G41A-1012
Mass Intrusion at Mount St. Helens (WA) From Temporal Gravity Variations

Thursday, 17 December 2015
Poster Hall (Moscone South)
Maurizio Battaglia1, Mike Lisowski2, Daniel Dzurisin2, Michael P Poland2, Steve P Schilling3, Angela K. Diefenbach4 and Jeff Wynn5, (1)USGS, Baltimore, MD, United States, (2)USGS Cascades Volcano Observatory, Vancouver, WA, United States, (3)US Geological Survey, Vancouver, WA, United States, (4)USGS, Cascades Volcano Observatory, Vancouver, WA, United States, (5)Geologic Hazards Science Center Denver, Denver, CO, United States
Abstract:
Repeated high-precision gravity measurements made at Mount St. Helens (WA) have revealed systematic temporal variations in the gravity field several years after the end of the 2004-2008 dome-building eruption. Changes in gravity with respect to a stable reference station 36 km NW of the volcano were measured at 10 sites on the volcanic edifice and at 4 sites far afield (10 to 36 km) from the summit in August 2010, August 2012 and August 2014. After simulating and removing the gravity signal associated with changes in mass of the crater glacier, the local hydrothermal aquifer, and vertical deformation, the residual gravity field observed at sites near the volcano’s summit significantly increased with respect to the stable reference site during 2010–2012 (maximum change 48 ± 15 mgal). No significant change was measured during 2012-2014. The pattern of gravity increase is radially symmetrical, with a half-width of about 2.5 km and a point of maximum change centered at the 2004-2008 lava dome.
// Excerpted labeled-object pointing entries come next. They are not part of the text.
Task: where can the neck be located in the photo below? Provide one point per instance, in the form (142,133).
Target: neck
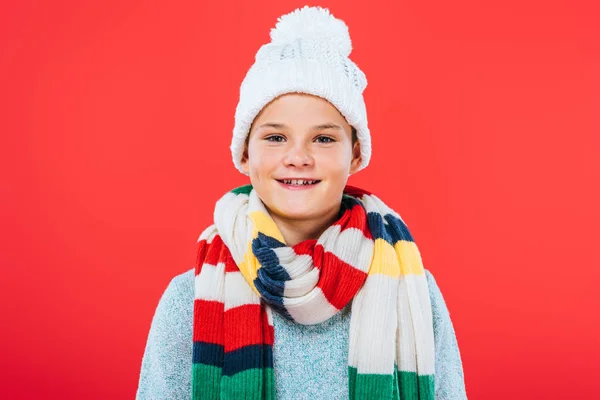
(295,231)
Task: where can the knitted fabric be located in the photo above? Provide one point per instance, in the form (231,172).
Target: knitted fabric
(245,271)
(308,53)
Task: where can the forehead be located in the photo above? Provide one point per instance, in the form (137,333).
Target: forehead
(300,108)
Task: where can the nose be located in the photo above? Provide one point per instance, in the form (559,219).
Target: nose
(298,156)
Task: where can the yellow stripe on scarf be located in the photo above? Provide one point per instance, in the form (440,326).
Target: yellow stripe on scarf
(250,265)
(385,261)
(410,258)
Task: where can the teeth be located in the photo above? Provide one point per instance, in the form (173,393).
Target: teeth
(298,182)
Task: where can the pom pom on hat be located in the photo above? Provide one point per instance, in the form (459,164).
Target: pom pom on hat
(308,53)
(312,23)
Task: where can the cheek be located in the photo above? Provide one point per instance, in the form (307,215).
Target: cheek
(261,161)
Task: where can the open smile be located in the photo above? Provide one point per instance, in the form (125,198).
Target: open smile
(298,184)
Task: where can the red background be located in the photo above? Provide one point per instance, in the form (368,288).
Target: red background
(115,122)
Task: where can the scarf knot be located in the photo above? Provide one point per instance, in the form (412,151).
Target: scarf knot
(245,271)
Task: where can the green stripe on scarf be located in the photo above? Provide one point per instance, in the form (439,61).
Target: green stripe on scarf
(406,386)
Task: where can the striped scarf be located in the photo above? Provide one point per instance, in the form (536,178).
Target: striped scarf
(244,271)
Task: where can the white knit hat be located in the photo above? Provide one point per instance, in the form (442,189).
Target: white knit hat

Forward modeling of residual gravity data using the same source geometry, depth, and location as that inferred from geodetic data (a spheroidal source centered 7.5 km beneath the 2004-2008 dome) indicates a mass increase rate of the order of 1011 kg/year. For a reasonable magma density (~2250 kg/m3), the volume rate of magma intrusion beneath the summit region inferred from gravity (~ 0.1 km3/yr) greatly exceeds the volume inferred from inversion of geodetic data (0.001 km3/yr between 2008-2011), suggesting that either magma compressibility or other processes are important aspects of magma storage at Mount St. Helens, or that the data argue for a different source.